Das im Juli eingeführte 29-Euro-Ticket geht vor allem auf Kosten des Deutschlandtickets. Das zeigt die Senatsantwort auf eine Anfrage von Oda Hassepaß (Grüne), die dem CP vorab vorliegt. Demnach sanken die Fahrgeldeinnahmen der BVG durch das D-Ticket fast exakt in dem Maß, in dem die Einnahmen durch das 29-Euro-Ticket stiegen, nämlich um zuletzt knapp fünf Millionen Euro im Monat. Das ist deshalb problematisch, weil die Zuschüsse fürs D-Ticket zur Hälfte vom Bund kommen, während Berlin dessen „Kannibalisierung durch die kurzlebige Giffey-29-Euro-Abo-Falle“, wie Hassepaß es völlig unparteiisch formuliert, allein aus dem Landeshaushalt subventionieren muss.

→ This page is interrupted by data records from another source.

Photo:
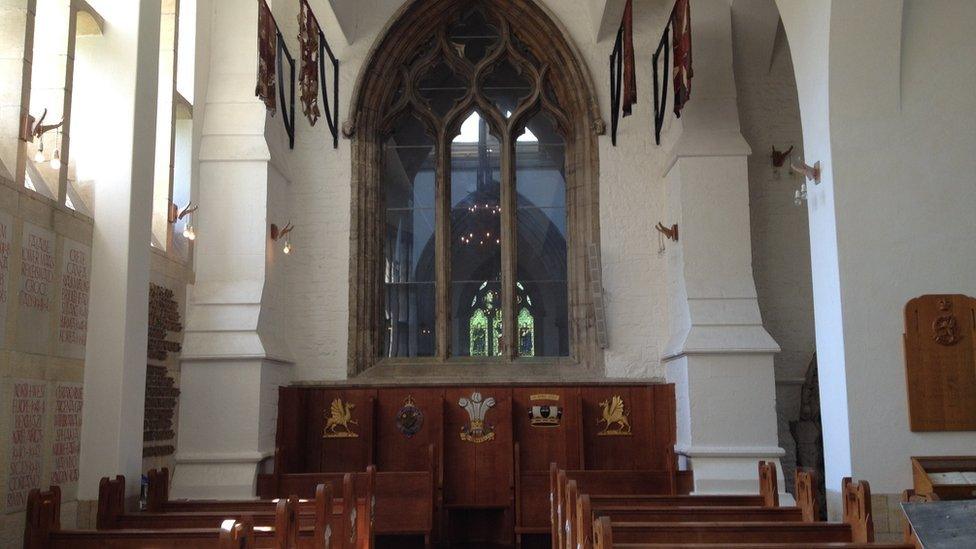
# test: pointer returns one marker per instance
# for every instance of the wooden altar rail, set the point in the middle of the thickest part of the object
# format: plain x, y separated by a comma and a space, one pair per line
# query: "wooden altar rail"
43, 531
497, 485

Bemerkenswert auch: In den ersten acht Monaten dieses Jahres nahm die BVG über das D-Ticket rund 386 Millionen Euro ein – zehn Prozent mehr als in den acht Monaten 2023 nach Einführung des D-Tickets. Für den Regionalverkehr berichtet der VBB von „starken Zuwächsen bei der Gesamtnachfrage“ seit Februar von zunächst 20 Prozent und seit April 40 Prozent – mit entsprechend höherer Auslastung der Züge. „Insofern sind die Kürzungen der ÖPNV-Mittel durch Schwarz-Rot unverantwortlich“, resümiert die Grüne.

Der Zustand der Berliner Wälder ist zum Eichenerweichen: Die häufigsten und ökologisch zugleich besonders wertvollen Laubbäume sind praktisch durchweg krank, die meisten sogar deutlich geschädigt, wie der gestern veröffentlichte Waldzustandsbericht dokumentiert. Auch andere Laubbäume sind nach mehreren rekordwarmen und trockenen Jahren seit 2018 auf dem absteigenden Ast, während die Kiefern – die allerdings aus anderen Gründen problematisch sind – nicht ganz so schlecht dastehen. Allerdings ist Besserung durchaus möglich, nachdem es in diesem Jahr bisher etwa so viel geregnet hat wie langjährig üblich und der Sommer ohne Hitzerekorde geblieben ist. Hinzu kam als Sondereffekt der Frost Ende April, der nicht nur die heimische Obsternte ruiniert hat, sondern auch viele junge Triebe.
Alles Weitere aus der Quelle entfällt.